Pinder also writes, citing the work of Ross McKitrick at the University of Guelph, that “there has been no statistically significant temperature change for the past 15-20 years.” This is not accurate.

The major climate centers (e.g., NOAA, NASA, etc.) clearly show, using both parametric and non-parametric statistical approaches, that the warming trend over the last 15-20 years is highly significant. If the global heat wave in 2016 stays on-course, the rapidly increasing trend will become even more “statistically significant.”

Even a cursory view of the global warming trend that has taken place over the last century reveals it is far more than “periodic spikes in the world’s temperature as a result of a natural phenomenon called La Nina,” as Pinder suggested. There are indeed periodic spikes, but these pale in comparison to the overall warming trend.

Saskatchewan’s fossil fuel industry dominated economy has also fallen apart under Premier Brad Wall’s “leadership.” The province is running a massive deficit, its credit rating has been downgraded and it has one of the worst performing economies in the country.
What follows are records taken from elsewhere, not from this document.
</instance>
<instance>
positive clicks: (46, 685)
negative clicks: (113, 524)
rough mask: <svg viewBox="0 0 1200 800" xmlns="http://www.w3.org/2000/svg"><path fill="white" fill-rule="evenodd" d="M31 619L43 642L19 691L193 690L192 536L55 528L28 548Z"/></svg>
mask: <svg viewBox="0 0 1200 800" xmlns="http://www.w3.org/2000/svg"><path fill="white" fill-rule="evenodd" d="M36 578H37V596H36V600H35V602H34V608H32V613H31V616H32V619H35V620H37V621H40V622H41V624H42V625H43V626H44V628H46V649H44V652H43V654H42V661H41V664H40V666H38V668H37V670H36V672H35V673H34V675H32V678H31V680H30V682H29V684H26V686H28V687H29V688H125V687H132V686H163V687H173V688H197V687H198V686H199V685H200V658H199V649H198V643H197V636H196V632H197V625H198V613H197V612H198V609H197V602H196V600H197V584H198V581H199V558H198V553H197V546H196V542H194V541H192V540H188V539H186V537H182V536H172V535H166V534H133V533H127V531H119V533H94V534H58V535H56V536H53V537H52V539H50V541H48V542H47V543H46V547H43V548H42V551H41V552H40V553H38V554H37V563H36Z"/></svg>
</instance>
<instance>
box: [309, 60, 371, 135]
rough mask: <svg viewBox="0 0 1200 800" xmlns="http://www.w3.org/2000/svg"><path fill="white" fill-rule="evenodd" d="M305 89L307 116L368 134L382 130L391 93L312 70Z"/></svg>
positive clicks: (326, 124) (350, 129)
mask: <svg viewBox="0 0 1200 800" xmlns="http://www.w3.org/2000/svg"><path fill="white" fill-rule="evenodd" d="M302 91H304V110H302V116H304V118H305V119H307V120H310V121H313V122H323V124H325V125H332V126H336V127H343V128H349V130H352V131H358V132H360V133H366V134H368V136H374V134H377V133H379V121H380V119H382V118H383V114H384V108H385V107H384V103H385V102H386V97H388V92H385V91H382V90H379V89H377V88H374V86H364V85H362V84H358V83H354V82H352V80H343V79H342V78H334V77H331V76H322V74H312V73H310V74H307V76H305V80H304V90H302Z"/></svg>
When Wall came to office in November 2007, the province’s unemployment rate was nearly 2 percent below the national average. That gap has decreased to just 0.7 percent, making for the worst relative employment performance of any Saskatchewan premier in at least a quarter-century. Clearly hitching your wagon to climate change denying policies and industries isn’t working out so well.

As Prof. Mann noted, we need to “get past the fake debate about whether the problem exists and on to the worthy debate about what to do about it.” Despite the anti-science fantasies of some, there are real scientifically determinable boundaries in terms of our relationship with the Earth system and we are rapidly coming up against them. Inconvenient truths they may be, but truths nonetheless.